Nicole Kidman desaparece dentro de Lucille Ball, e entrega uma atuação marcante na pele da pioneira da televisão. A Lucy de Kidman pode não ser fiel à personalidade real, mas só porque sua personagem entende o peso do legado que deixará, e a importância do trabalho que precisa realizar. O filme constrói a protagonista como alguém que veio do nada, uma atriz de filmes B que só precisava de uma oportunidade para mostrar seus vários talentos, e que está disposta a brigar para manter tudo que conquistou.
Na frente das câmeras, ela mantém a figura que se tornou tão amada pelo público. Nos bastidores, batalha para torná-la mais inteligente, engraçada e menos infantilizada pelo marido ou pelo estúdio. A performance de Nicole Kidman é, sem dúvidas, maior que todo o restante da obra.
O excelente Javier Bardem não fica atrás, com um Desi Arnaz que transita entre o maior defensor dos interesses da esposa, e um mulherengo com uma vida secreta. O ator também brilha no papel, mas não entrega o mesmo nível de comprometimento que a colega de elenco, o que faz com que seja mais suscetível aos problemas de foco da produção. Nicole Kidman toma Lucy como sua, e a mantém consistente por toda a obra. Já Bardem faz uma performance louvável que é ofuscada pelo excesso de subtramas enfrentadas por Desi, como um caso de infidelidade, seus traumas do passado, seus atritos com a esposa, e seu ego frágil ao perceber que Lucy é maior que ele.
As atuações de Nicole Kidman e Javier Bardem já seriam dignas de nota em qualquer outra produção, mas aqui se destacam ainda mais dentre um elenco verdadeiramente de peso. J.K. Simmons mostra sua força para comédia como William Frawley, colega de elenco bêbado e ranzinza.

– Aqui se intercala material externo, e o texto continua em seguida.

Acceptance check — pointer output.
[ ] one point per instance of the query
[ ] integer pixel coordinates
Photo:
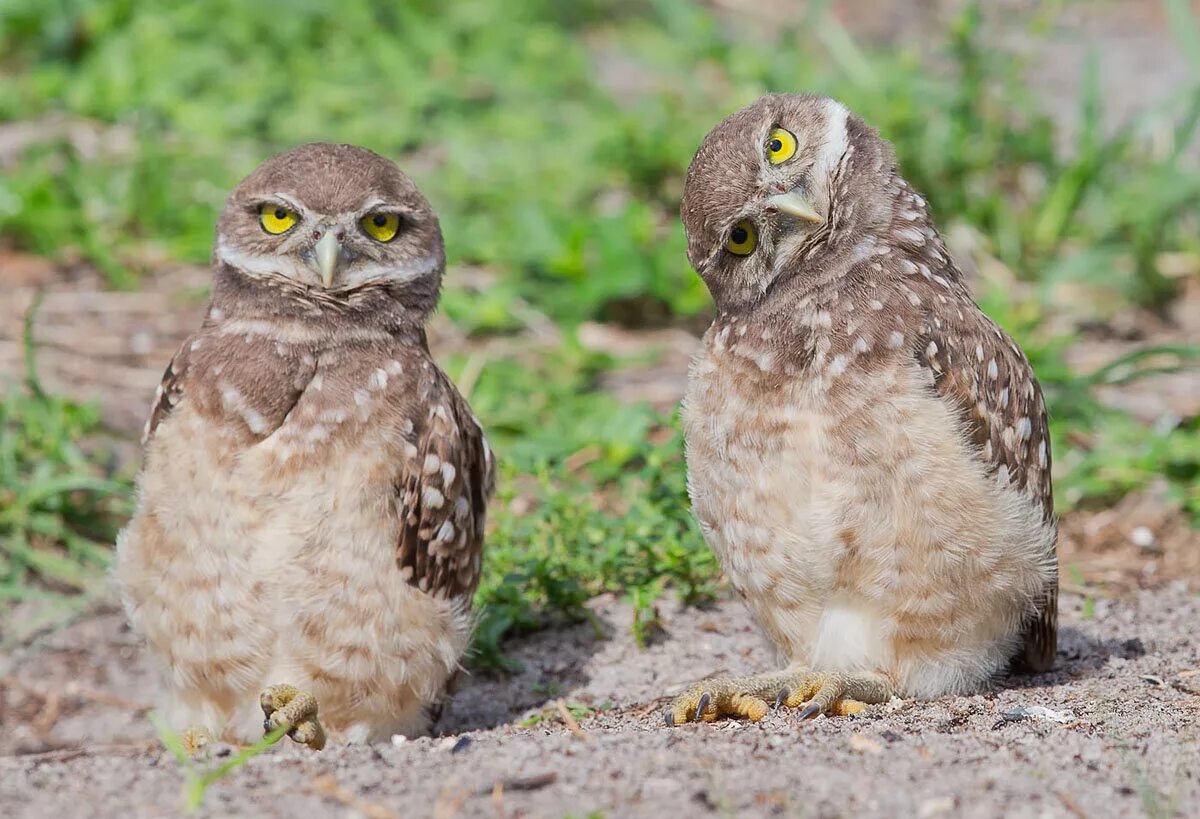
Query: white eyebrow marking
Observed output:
(289, 202)
(837, 139)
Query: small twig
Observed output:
(534, 782)
(52, 707)
(64, 754)
(571, 724)
(76, 691)
(327, 785)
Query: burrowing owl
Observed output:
(311, 509)
(867, 450)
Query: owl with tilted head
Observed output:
(868, 452)
(310, 519)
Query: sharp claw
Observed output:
(810, 711)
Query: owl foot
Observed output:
(835, 694)
(287, 705)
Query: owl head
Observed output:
(333, 220)
(784, 185)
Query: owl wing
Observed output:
(443, 495)
(982, 372)
(171, 390)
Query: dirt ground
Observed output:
(1127, 687)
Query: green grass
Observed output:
(562, 186)
(198, 778)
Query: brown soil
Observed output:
(1128, 683)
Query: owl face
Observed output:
(333, 217)
(762, 192)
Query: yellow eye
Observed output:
(276, 219)
(743, 239)
(381, 227)
(780, 145)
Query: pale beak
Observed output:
(328, 252)
(795, 204)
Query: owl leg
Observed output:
(834, 693)
(840, 694)
(287, 705)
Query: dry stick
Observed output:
(64, 754)
(43, 723)
(571, 724)
(77, 691)
(327, 785)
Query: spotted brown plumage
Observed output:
(868, 453)
(311, 508)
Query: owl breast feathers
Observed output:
(311, 509)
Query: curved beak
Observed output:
(328, 252)
(793, 203)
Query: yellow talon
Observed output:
(287, 705)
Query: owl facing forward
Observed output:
(868, 453)
(310, 514)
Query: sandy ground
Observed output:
(1127, 683)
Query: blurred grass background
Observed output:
(552, 139)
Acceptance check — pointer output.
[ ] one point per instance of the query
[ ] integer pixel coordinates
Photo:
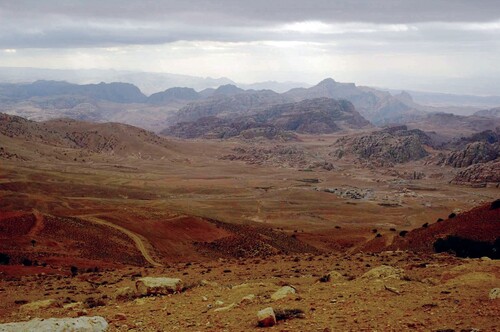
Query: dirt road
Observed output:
(139, 242)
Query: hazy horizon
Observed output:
(434, 46)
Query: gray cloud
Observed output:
(47, 24)
(376, 42)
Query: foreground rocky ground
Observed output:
(388, 291)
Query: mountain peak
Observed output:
(327, 81)
(404, 97)
(228, 89)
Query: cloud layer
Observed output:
(242, 39)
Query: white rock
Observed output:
(384, 272)
(282, 293)
(158, 286)
(80, 324)
(494, 294)
(266, 317)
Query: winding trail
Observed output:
(139, 242)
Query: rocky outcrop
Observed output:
(222, 105)
(384, 272)
(479, 173)
(494, 294)
(473, 153)
(315, 116)
(282, 293)
(80, 324)
(385, 147)
(489, 113)
(266, 317)
(173, 94)
(39, 305)
(279, 156)
(377, 106)
(158, 286)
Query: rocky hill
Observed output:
(475, 233)
(472, 153)
(173, 94)
(316, 116)
(452, 126)
(229, 106)
(114, 92)
(480, 174)
(217, 128)
(489, 113)
(62, 134)
(377, 106)
(384, 147)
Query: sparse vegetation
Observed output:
(468, 248)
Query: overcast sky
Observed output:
(434, 45)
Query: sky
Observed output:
(431, 45)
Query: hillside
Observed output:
(377, 106)
(467, 234)
(231, 105)
(315, 116)
(384, 147)
(66, 139)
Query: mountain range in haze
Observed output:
(126, 103)
(150, 83)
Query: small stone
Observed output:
(247, 299)
(158, 286)
(90, 324)
(120, 316)
(38, 305)
(266, 317)
(282, 293)
(82, 312)
(124, 294)
(494, 294)
(384, 272)
(226, 308)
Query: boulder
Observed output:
(158, 286)
(80, 324)
(384, 272)
(494, 294)
(266, 317)
(282, 293)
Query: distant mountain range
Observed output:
(149, 83)
(125, 103)
(310, 116)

Nina Arianda, que fecha o quarteto de I Love Lucy como Vivian Vance, também segura a barra ao mostrar a colega que já não aguenta mais ser alvo das piadas.
Mesmo a equipe dos “bastidores” é excelente, com Tony Hale (Arrested Development) como o estressado produtor-executivo Jess Oppenheimer, que passa a surtar com o caos ameaçando seu programa, e também pela dupla de roteiristas vividos por Jake Lacy (The Office) e Alia Shawkat (Search Party), cuja personagem Madelyn Pugh não tem medo de bater de frente com os atores ou produtores.
No fim das contas, Apresentando os Ricardos só funciona pelo elenco absurdamente bom. A tradicional escrita de Aaron Sorkin é o suficiente para segurar a atenção, mas bate de frente com uma obra de tom e abordagem inconsistentes.
Não é a toa que a Academia de Artes e Ciências Cinematográficas apenas indicou Nicole Kidman, Javier Bardem e J.K. Simmons ao Oscar. Em todo o resto – e em especial na direção – é um filme terrivelmente mediano e pouco inspirado. Talvez sirva bem como entretenimento de uma tarde parada, mas com certeza o legado de Lucille Ball é muito maior do que isso.